Firstly the volume of hydrochloric acid and sodium thiosulphate must always be the same .An failure to do so will make it impossible to compare the rate of reaction with repeated experiments.
In this test we are attempting to find out how concentration affects rate of reaction. As we are working with two chemicals one concentration must be kept the same strength while the other is varied. Therefore I have changed the concentration of hydrochloric acid and kept the sodium thiosulphate as the constant.
I had to make sure the stopwatch was started as soon as the hydrochloric acid was added into the beaker, in order to get the most accurate times possible. As soon as the black cross disappeared the stop clock had to be stopped. This is far easier if 2 people work together: whilst one keeps the hand on the stop clock the other watches while the cross disappears. It is also necessary that the cross on the paper is the same colour and size.
Finally the beaker should be cleaned out thoroughly to remove the maximum amount of solution deposited before another experiment is attempted.
Prediction:
Therefore the cross will disappear quickly due to the cloudiness of the solution. This is because the more hydrochloric particles there are, the more likely chance of successful collisions with sodium particles in the beaker. If the strength of the concentration is doubled the rate of reaction is twice as fast.
I believe the concentration of a solution effects the rate of reaction as the rate of reaction relies on how often the molecules of the reacting substance collide. The more concentrated a substance is, the more the number of molecules it contains.
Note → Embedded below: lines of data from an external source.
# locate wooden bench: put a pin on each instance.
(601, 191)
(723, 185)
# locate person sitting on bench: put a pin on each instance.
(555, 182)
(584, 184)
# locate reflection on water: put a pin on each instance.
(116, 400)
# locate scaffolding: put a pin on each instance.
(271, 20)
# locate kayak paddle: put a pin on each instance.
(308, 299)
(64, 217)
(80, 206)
The frequency of collisions is greater, as there are more molecules about, and the reaction will therefore happen more rapidly.
Method
Draw a black cross on a white piece of paper
Place cross under conical flask
Measure and add 50 ml of sodium thiosulphate into the beaker
In a test tube add hydrochloric acid and water depending on the concentration
Add dilute hydrochloric acid to beaker
Start the stopcock, immediately as soon as the hydrochloric acid is added to the beaker
Stop the time when the cross is no bigger
Record your results
Repeat test 3 times for every concentration
Safety
Health and safety had to be carried out before and whilst during the experiment. Both the sodium and hydrochloric acid are corrosive. So care had to be taken when handling the chemicals. If the substance contacts with your skin it must be washed off immediately as it will harm your skin. Long hair must be tied back and goggles must be worn in case any acid gets into the eye. Finally leftover products from the reaction must not be poured down a sink. The beaker and conical flask has to be washed out before another test is done.
Equipment
Measuring cylinder
Water
Sodium thiosulphate
Hydrochloric acid
Stopwatch
Conical flask
Beaker
Cross on paper
Diagram
OBTAINING EVIDENCE
EVALUATION:
I have studied the collision theory and have discovered how it takes part in this experiment. I have revealed substances with higher concentrations contain more molecules which means rate of reaction will be quicker according to the collision theory.
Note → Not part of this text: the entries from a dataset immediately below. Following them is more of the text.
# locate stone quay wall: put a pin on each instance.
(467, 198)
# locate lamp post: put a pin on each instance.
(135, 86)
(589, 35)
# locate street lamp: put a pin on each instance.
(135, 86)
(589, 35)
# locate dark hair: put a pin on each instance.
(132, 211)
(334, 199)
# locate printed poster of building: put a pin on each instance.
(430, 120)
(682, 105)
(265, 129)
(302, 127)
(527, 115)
The pattern in the groups seem to show higher concentration levels of hydrochloric acid affect the rate of reaction. The more molars the faster the reaction takes place.
Also the graphs show a fine curve of best fit which outlines the pattern of the results taken, where the less the concentration the more time it takes to react.
In conclusion, from primary and secondary sources; I have learnt that the concentration does have an effect on the rate of reaction.
From the readings taken I found the average by working out the mean. After plotting these points on a graph the correlation can clearly be seen, the higher the concentration the faster the reacting time. However as I predicted that double the strength of a concentration would make the rate of reaction go twice as fast, this ended up being untrue as my evidence proves.
All results I got from the experiment were exactly as I expected them to be like. The graphs back up my prediction as well as the table. I got good results as I concentrated on the task at hand and carefully measured all solutions.
I did not encounter any anomalies which means the data taken was flawless and I avoided mistakes when creating my table and graph.
To improve this experiment next time I should use a more accurate measuring cylinder, which measures to the micro litre, and use the same cross under the beaker all the time. Also I must be much more careful when it comes to watching the exact moment the cross is disappeared and stopping the clock.